Two weeks ago, whilst in San Francisco, I met up with a colleague and friend of mine. She mentioned how several people I work with think of me as blunt, intimidating or otherwise unpleasant. When she said this, I experienced a moment of gripping panic, of disapproval, of wanting to scramble to make it up to these people, prove myself likable.
But that moment, that feeling of a bad child needing approval from some perceived authority figures, suddenly cleared. I felt at peace, I relaxed and smiled at my friend. I changed the topic. I actually finally don't care if people (namely opposing counsel) don't like me. Seriously. My clients like me and pay me well to be an intimidating, blunt, bitch who wins for them.

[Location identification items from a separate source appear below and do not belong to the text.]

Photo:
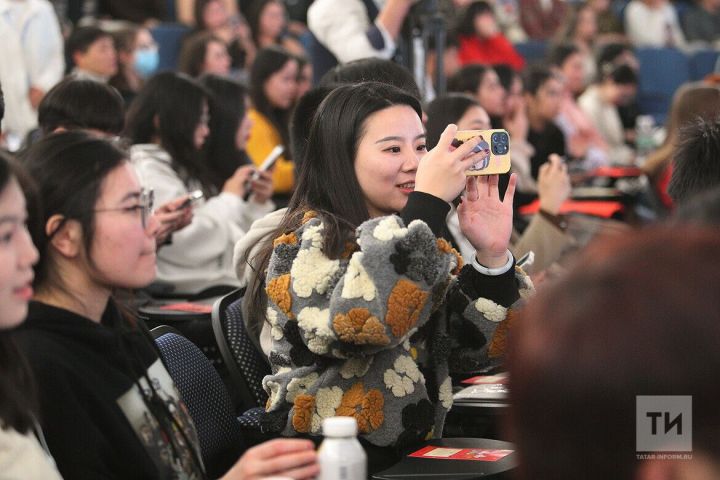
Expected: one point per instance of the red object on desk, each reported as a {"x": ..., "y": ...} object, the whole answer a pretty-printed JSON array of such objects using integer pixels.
[
  {"x": 188, "y": 307},
  {"x": 602, "y": 209},
  {"x": 616, "y": 172}
]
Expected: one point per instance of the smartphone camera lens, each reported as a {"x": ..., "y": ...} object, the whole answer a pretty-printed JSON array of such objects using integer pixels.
[{"x": 500, "y": 143}]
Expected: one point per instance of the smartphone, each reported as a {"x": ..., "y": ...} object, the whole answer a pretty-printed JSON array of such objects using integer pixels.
[
  {"x": 193, "y": 197},
  {"x": 267, "y": 164},
  {"x": 495, "y": 144}
]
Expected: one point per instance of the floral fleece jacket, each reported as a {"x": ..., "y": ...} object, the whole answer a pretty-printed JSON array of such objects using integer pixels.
[{"x": 375, "y": 333}]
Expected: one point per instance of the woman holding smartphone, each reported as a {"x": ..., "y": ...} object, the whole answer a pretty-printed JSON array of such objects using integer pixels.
[
  {"x": 358, "y": 280},
  {"x": 168, "y": 124}
]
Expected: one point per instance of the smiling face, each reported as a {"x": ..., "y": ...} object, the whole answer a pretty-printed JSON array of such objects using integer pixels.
[
  {"x": 122, "y": 251},
  {"x": 17, "y": 256},
  {"x": 392, "y": 143}
]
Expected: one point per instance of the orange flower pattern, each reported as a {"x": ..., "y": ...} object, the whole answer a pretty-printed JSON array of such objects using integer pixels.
[
  {"x": 445, "y": 247},
  {"x": 286, "y": 238},
  {"x": 405, "y": 303},
  {"x": 498, "y": 343},
  {"x": 360, "y": 327},
  {"x": 278, "y": 290},
  {"x": 366, "y": 407}
]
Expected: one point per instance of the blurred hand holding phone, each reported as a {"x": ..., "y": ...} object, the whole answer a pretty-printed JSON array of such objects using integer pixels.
[{"x": 496, "y": 145}]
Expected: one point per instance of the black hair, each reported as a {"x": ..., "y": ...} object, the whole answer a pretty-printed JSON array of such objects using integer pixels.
[
  {"x": 81, "y": 39},
  {"x": 327, "y": 183},
  {"x": 700, "y": 209},
  {"x": 443, "y": 111},
  {"x": 535, "y": 77},
  {"x": 301, "y": 120},
  {"x": 18, "y": 401},
  {"x": 227, "y": 110},
  {"x": 69, "y": 168},
  {"x": 560, "y": 53},
  {"x": 194, "y": 51},
  {"x": 269, "y": 61},
  {"x": 466, "y": 25},
  {"x": 373, "y": 70},
  {"x": 169, "y": 107},
  {"x": 468, "y": 78},
  {"x": 78, "y": 103},
  {"x": 696, "y": 163}
]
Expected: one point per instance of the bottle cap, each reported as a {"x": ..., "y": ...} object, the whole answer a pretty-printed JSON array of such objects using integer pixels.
[{"x": 340, "y": 427}]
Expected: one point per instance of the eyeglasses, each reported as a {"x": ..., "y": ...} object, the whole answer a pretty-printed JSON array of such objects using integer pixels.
[{"x": 145, "y": 204}]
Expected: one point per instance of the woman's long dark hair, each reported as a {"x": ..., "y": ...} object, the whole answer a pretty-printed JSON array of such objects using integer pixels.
[
  {"x": 18, "y": 403},
  {"x": 267, "y": 62},
  {"x": 327, "y": 183},
  {"x": 69, "y": 169},
  {"x": 227, "y": 110},
  {"x": 168, "y": 109}
]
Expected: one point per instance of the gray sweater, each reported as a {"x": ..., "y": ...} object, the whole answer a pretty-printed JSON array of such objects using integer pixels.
[{"x": 373, "y": 334}]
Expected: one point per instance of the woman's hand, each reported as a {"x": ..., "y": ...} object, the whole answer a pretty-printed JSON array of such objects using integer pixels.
[
  {"x": 485, "y": 220},
  {"x": 441, "y": 171},
  {"x": 282, "y": 457},
  {"x": 171, "y": 217}
]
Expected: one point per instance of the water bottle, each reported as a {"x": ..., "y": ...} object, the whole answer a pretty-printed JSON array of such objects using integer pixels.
[
  {"x": 341, "y": 456},
  {"x": 644, "y": 137}
]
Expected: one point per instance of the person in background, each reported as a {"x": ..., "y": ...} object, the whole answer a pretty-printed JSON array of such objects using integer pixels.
[
  {"x": 31, "y": 63},
  {"x": 203, "y": 52},
  {"x": 483, "y": 83},
  {"x": 100, "y": 381},
  {"x": 482, "y": 41},
  {"x": 267, "y": 20},
  {"x": 653, "y": 23},
  {"x": 168, "y": 125},
  {"x": 617, "y": 86},
  {"x": 541, "y": 19},
  {"x": 585, "y": 145},
  {"x": 545, "y": 235},
  {"x": 543, "y": 91},
  {"x": 580, "y": 29},
  {"x": 230, "y": 127},
  {"x": 97, "y": 108},
  {"x": 354, "y": 29},
  {"x": 638, "y": 315},
  {"x": 138, "y": 60},
  {"x": 92, "y": 54},
  {"x": 273, "y": 91},
  {"x": 695, "y": 161},
  {"x": 691, "y": 101},
  {"x": 214, "y": 17}
]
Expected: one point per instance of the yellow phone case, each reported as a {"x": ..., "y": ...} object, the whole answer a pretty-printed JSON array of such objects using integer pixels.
[{"x": 496, "y": 144}]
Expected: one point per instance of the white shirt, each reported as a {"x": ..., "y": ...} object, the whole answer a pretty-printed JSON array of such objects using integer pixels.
[{"x": 201, "y": 254}]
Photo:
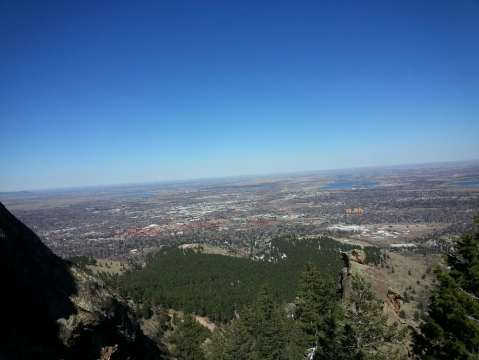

I know many people learn this lesson early on, in grade school -- that it's okay if not everyone likes me. I guess I'm a late bloomer but it really is liberating for me to be free of caring about that. This is a big deal for me, a breakthrough. No matter what stance you take, how diplomatically and compassionately you try to live your life, somebody, somewhere will be unhappy with your choices.
They won't like the way you look, what you wear, your chosen profession, the words you choose, your partner, the food you eat, the music you enjoy, your vices of choice, or, you know, the dozens of intimidating letters you keep sending, demanding justice.
Fuck them all, my dears. Love yourself, live boldly, take a stand, speak out, be strong and dance a little. Dance a lot.